As Americans we hold freedom as a cardinal value. We believe that a person should be able to say what they think, live and work where they want, have freedom of the press, of religion, free assembly, and so forth. This is good, and we work hard to preserve our freedoms, but this does not mean that we can do anything we jolly well please. In society, our freedoms are guided within a framework of laws, and we are to be obedient to the governing authorities. As Christians, we enjoy these freedoms as well, but we also live by a different standard. We obey the laws of the land, but have a yet higher standard. We live to please the Lord our God. Paul writes, “we take captive every thought to make it obedient to Christ.”(II Cor.10:5) For a Christian, freedom isn’t license to do anything we please, but to do those things that please and honor our Lord. All of the Apostles called themselves the slaves of Christ. The essence of true freedom is in knowing and doing the will of our God.
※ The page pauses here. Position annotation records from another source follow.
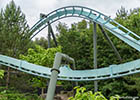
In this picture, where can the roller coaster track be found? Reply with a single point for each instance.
(66, 73)
(111, 25)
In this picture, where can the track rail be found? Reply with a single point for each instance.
(66, 73)
(111, 25)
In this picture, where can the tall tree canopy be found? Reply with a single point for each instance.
(13, 28)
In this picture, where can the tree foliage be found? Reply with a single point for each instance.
(13, 28)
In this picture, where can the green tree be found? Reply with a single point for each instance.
(13, 29)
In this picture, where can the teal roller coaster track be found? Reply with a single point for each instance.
(66, 73)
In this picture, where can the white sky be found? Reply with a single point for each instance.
(33, 8)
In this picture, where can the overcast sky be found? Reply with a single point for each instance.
(33, 8)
Sometimes people play with the question, which came first the chicken or the egg? But there is another posed by Isaiah, can the pot say to the potter, he knows nothing?(29:16) The verse begins with the statement, “You turn things upside down, as if the potter were thought to be like the clay! Shall what is formed say to him who formed it, ‘He did not make me.'” Unfortunately, many really do throw this question up to the Lord. What right does God have to say I shouldn’t do this or that? Why should He tell me how I’m supposed to live? How dare He say that He is supposed to be first in my life? We go our merry way as if we made ourselves, and have to answer to no one. But God is our Father. He created us, and we are His. Because we are His creation He, alone, knows what is the best way for us to live, and in His love, He does want the best for us. So He gives us the commandments, and the Scriptures as our guide. And, by golly! the more we are willing to yield to His will, the more we find that He is right after all.
St. Luke tells us that, “Jesus traveled about from one town and village to another, proclaiming the good news of the kingdom of God.” What is this Kingdom? It was a central part of the message of John the Baptist, Jesus, and all the Apostles. I suppose it is easier to first say what it is not. It is not a kingdom we are going to form on earth. Our own technologies, industry, and skills are not going to bring it about. It will not be formed by politicians, or any form of government and laws. It is not comprised of any church, group of churches, or buildings. The Kingdom is first a relationship, a relationship with Jesus Christ in the knowledge of His love and gracious work for us. In that relationship, our relationship with all others is changed and deepened, seeking to reflect the love we have received from Him. The Kingdom is found in responding to Jesus’ gracious invitation, “Come to me, all you who are weary and burdened, and I will give you rest.” (Mt.11:28) This Kingdom will never end.